Propose targeted probes, structured reviews, and experiments that surface new risk modes around major launches and feature changes.
Provide strategic analysis and future‑looking perspectives
Produce concise, decision‑ready briefs on AI‑social risks for leadership, safety forums, and partner teams.
Run scenario analyses that explore how AI‑social harms might evolve over the next 6–24 months (e.g., how attackers might adapt to Sora, how group chats could be used for coordination, likely pressure points for brands and public figures).
Benchmark OpenAI’s AI‑social risk profile and mitigations against external incidents and other platforms, highlighting gaps, strengths, and opportunities.
Shape safety readiness for social‑like AI products
Contribute to product readiness and launch reviews by laying out expected abuse modes, risk tradeoffs, and monitoring/response plans.
Turn risk insights into practical guidance for internal teams (product, marketing, partnerships, communications) and, where appropriate, external partners using OpenAI technologies in social and brand contexts.
Develop reusable frameworks, playbooks, FAQs, and briefing materials that make it easier for the broader organization to understand AI‑social risks and respond consistently.
Qualifications & Skills
Significant experience (typically 5+ years) in trust and safety, integrity, security, policy analysis, or intelligence work focused on social media, messaging, online communities, or adjacent environments.
Demonstrated ability to analyze complex online harms (e.g., harassment, coordinated abuse, scams, synthetic media, influence operations, brand safety issues) and convert analysis into concrete, prioritized recommendations.
Strong analytical skills and comfort working with both qualitative and quantitative inputs—including casework, incident reports, OSINT, product context, policy frameworks, and basic metrics in partnership with data science.
Strong adversarial and product intuition, able to foresee how actors might adapt AI‑social and creative tools for misuse and evaluate how product mechanics, incentives, and UX decisions influence risk.
Experience designing and using risk frameworks and taxonomies (e.g., harm classification schemes, severity/likelihood matrices, prioritization models) to structure ambiguous spaces and support decision‑making.
Proven ability to work cross‑functionally with product, engineering, data science, operations, legal, and policy teams, including pushing for clarity on tradeoffs and following through on mitigation work.
Excellent written and verbal communication skills, including experience producing concise, executive‑ready briefs and explaining sensitive, complex issues in grounded, concrete terms.

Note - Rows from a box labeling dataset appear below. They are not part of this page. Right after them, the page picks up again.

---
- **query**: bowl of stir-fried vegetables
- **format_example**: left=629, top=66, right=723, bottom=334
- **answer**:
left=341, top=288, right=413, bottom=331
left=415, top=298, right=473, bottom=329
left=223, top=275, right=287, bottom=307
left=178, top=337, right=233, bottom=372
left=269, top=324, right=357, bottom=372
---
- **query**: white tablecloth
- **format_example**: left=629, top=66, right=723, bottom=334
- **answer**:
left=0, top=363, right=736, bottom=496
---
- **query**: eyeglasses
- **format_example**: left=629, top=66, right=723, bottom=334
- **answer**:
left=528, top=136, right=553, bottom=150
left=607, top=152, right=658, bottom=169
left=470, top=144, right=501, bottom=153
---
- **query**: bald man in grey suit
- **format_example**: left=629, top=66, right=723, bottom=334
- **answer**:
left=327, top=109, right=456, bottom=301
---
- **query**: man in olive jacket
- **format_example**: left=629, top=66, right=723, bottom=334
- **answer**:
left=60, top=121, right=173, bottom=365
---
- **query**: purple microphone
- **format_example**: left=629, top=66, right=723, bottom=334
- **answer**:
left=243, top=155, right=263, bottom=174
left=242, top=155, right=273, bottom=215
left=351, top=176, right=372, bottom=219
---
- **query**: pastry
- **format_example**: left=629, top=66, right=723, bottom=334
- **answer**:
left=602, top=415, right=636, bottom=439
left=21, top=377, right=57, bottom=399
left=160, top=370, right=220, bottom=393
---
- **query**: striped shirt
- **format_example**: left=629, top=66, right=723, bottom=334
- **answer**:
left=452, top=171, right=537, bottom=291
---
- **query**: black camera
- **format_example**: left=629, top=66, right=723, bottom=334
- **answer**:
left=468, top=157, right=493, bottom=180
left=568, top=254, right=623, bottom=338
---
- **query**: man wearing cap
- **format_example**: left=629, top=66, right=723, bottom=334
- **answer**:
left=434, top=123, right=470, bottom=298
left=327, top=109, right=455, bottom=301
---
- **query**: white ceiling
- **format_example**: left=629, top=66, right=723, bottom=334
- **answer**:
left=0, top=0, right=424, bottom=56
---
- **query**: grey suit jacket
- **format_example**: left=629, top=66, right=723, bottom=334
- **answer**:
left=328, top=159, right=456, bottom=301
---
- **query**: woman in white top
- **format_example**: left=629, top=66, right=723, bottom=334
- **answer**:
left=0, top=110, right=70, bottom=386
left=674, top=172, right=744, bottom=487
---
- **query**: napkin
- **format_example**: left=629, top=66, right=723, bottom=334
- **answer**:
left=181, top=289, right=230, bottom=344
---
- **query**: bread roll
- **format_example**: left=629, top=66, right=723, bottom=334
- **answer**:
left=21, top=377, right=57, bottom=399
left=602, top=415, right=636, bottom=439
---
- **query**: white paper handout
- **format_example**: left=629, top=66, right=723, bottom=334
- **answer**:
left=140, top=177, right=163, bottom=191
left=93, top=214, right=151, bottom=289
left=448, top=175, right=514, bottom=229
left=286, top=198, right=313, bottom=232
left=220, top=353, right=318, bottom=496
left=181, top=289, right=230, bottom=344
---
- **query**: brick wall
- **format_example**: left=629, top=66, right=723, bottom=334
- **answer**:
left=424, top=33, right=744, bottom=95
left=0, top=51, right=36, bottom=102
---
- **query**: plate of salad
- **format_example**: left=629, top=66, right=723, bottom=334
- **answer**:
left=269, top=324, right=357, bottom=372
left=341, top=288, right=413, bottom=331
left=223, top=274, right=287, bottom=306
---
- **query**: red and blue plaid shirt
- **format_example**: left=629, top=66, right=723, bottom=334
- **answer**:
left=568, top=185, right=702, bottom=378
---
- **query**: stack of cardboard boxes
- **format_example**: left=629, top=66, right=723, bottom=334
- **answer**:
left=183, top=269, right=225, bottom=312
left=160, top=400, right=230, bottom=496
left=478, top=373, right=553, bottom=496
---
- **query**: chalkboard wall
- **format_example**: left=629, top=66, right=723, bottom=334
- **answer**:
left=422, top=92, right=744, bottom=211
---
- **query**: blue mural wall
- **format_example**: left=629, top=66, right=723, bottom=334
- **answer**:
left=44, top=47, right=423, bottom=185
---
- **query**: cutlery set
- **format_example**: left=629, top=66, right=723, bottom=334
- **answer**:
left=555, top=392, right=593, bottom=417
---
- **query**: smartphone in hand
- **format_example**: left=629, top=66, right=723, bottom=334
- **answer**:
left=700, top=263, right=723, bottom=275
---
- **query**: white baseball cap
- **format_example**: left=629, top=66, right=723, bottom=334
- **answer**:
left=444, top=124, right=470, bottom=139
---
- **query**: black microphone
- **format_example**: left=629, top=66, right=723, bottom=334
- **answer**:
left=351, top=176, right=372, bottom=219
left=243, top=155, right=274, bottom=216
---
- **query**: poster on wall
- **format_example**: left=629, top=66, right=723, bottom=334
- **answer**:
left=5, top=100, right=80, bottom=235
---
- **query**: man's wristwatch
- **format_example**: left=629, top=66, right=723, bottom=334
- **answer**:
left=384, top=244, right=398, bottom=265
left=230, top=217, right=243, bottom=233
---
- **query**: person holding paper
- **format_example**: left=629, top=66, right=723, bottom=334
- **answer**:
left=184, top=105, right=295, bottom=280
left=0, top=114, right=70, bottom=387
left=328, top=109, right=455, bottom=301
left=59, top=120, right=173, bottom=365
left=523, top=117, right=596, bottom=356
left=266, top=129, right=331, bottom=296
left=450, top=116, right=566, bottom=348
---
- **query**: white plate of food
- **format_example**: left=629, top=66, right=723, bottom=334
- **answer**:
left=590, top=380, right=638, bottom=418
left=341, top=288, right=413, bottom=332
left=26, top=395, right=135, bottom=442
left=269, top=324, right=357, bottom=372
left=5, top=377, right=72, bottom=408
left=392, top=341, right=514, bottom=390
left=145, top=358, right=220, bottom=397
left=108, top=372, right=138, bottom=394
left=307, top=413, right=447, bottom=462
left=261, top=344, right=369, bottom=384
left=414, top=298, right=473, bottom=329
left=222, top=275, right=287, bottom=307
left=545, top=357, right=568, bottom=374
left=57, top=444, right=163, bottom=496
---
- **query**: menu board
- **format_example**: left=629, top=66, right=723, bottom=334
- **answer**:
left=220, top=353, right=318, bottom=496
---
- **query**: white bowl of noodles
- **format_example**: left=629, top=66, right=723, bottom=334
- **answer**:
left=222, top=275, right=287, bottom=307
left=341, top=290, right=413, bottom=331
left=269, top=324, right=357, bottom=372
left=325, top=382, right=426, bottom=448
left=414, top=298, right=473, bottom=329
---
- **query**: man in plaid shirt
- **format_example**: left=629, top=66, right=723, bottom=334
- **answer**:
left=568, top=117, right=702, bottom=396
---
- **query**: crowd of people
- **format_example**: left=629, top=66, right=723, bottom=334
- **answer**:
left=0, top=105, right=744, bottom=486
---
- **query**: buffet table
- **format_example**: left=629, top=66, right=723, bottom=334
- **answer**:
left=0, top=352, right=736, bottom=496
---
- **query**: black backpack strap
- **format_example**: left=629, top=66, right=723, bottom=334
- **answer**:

Comfort operating in fast‑changing, ambiguous environments: you can identify weak signals, form hypotheses, test them quickly, and adjust as the product and threat landscape evolves.
Additional Information Compensation Range: $220K – $320K. OpenAI is an equal‑opportunity employer; we do not discriminate on the basis of race, religion, color, national origin, sex, sexual orientation, age, veteran status, disability, genetic information, or other applicable legally protected characteristics. For additional information, see OpenAI’s
Affirmative Action and Equal Employment Opportunity Policy Statement . Background checks for applicants will be administered in accordance with applicable law, and qualified applicants with arrest or conviction records will be considered for employment consistent with those laws, including the San Francisco Fair Chance Ordinance, the Los Angeles County Fair Chance Ordinance for Employers, and the California Fair Chance Act. For unincorporated Los Angeles County workers, criminal history may impact certain job duties. We are committed to providing reasonable accommodations to applicants with disabilities; requests can be made via the provided link. OpenAI Global Applicant Privacy Policy applies.